There's a certain solidarity among people who have all experienced the same nightmare with lives seemingly randomly shattered for no reason.
After a few hours of sailing, I begin to explain the next part of the gut theory. All good skippers know if you want to avoid a grumpy crew they must be fed … and it's the same for microbes.
The food we eat shapes the colony in our gut with beneficial bacteria needing high-fibre foods to survive. Known as prebiotics, food such as onions, lentils, oats, and pearl barley survive the trip through our stomach and small intestines intact to feed the microbes in the colon or bowel.
"Mmm, food for bacteria," they all say and I admit it doesn't sound too appetising, but it's a lot more familiar than most people think, as I break out a box of carrots, celery sticks and hummus dip, pickles, and some cheese.
Besides being gut-friendly I explain it's sailing-friendly as it can be eaten on the go.
The experience is having an immediate impact with Lily smiling and saying this is one of her rare "good" days.
The three became more confident on the helm, keen to take the tricky challenge of steering with their eyes closed while using just the feel of the wind on their face to maintain a course.
We head back towards Manly for lunch and a swim.
Dropping anchor at an empty Store Beach, Lily can't help but comment: "Where are all the crazy people? Oh, there they are in the city."
The prebiotic main course was freshly barbequed chicken breast on a pearl barley salad made with fresh parsley, garlic, olive oil, tomato, cucumber, Kalamata olives, salt, pepper, and mint.
For dessert is rhubarb, yogurt, and shavings of dark chocolate.
They are all pleasantly surprised and want to know more about how to cultivate their good gut bacteria.
Eating habits have 'huge implications' for mental health
In recent clinical trials, Deakin University's Food and Mood Centre found at least a third of the people with depression reported a significant improvement in their mood and symptoms after switching to a Mediterranean-style diet.

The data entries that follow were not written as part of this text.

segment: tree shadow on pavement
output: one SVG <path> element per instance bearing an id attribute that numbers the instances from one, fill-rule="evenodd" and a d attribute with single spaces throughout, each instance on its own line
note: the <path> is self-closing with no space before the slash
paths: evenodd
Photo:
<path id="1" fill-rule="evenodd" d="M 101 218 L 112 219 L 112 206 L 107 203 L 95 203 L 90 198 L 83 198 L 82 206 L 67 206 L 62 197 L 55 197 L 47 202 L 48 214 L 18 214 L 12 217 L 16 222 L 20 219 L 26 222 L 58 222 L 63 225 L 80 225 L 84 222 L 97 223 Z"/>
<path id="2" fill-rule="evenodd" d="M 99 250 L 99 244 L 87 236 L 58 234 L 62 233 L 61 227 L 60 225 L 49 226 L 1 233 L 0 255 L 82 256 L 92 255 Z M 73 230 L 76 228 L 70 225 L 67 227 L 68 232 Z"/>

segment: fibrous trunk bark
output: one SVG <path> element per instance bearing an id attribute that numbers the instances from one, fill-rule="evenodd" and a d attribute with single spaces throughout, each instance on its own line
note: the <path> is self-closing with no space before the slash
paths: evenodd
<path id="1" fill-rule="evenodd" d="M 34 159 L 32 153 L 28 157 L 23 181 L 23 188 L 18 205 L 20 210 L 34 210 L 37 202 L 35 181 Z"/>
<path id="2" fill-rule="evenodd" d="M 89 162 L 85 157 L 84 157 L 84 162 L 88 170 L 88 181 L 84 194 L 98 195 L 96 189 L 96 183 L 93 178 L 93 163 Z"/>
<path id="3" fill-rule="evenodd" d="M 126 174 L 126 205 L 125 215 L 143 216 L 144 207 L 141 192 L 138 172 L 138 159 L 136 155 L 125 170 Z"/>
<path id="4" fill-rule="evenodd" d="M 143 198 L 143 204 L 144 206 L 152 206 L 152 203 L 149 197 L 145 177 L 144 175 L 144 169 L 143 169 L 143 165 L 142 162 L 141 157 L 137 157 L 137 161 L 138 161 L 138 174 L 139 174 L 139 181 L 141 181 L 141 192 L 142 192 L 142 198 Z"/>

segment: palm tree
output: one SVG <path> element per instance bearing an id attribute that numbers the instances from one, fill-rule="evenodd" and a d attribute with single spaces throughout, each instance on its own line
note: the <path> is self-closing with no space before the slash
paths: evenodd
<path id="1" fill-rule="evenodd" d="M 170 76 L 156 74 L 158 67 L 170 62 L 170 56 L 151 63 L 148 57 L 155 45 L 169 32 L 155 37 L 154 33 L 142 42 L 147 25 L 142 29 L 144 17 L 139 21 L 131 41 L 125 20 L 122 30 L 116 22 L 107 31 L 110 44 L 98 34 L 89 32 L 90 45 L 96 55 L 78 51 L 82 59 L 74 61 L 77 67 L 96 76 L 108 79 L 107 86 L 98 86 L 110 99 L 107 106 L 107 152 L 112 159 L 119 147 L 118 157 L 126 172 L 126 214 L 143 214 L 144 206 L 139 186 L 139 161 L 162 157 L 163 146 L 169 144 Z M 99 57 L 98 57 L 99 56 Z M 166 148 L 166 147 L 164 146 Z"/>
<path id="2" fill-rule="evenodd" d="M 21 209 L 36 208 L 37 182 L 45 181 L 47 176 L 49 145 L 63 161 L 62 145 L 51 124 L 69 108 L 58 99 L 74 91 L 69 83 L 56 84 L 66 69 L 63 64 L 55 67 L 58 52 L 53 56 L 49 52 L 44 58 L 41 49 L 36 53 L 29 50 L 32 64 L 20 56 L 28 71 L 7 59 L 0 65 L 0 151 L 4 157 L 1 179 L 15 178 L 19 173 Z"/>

"We now have many, many, scientific studies, across countries and age groups, telling us that diets high in unhealthy 'junk' foods increase the risk for depression, while a healthier diet — with nutritious foods such as vegetables, legumes, nuts, fish, quality, unprocessed red meat and the like — protects against depression and related mental health problems," Professor Jacka said.
All three women on board admitted they had neglected their diet, and they are not alone.
"In Australia, less than 5 per cent of us are eating enough vegetables and legumes, while it's even worse for children — less than half a per cent of children are getting enough veggies in their diet," Professor Jacka said.
"This has huge implications for both our physical and mental health."
Over several months about 10 people, aged from 19 to 61, took part in the sailing trials. All the trainee sailors reported a marked and lasting improvement in mood and they are all trying harder to eat for their gut health.
One young woman in her 20s, who had struggled for years with depression, has finished her degree and is now working as a journalist in the country.
As for the first three: Lily has moved into her own home and returned to work as a lecturer in law at university, Juliette published her dream book Cocktails and Mocktails and Ann is a busy artist and even admits looking forward to cooking.
Maybe it's all just luck as to how we fare in life, but science is confirming that our gut instinct is very real and time spent on the water can help people with a mental illness get back on course.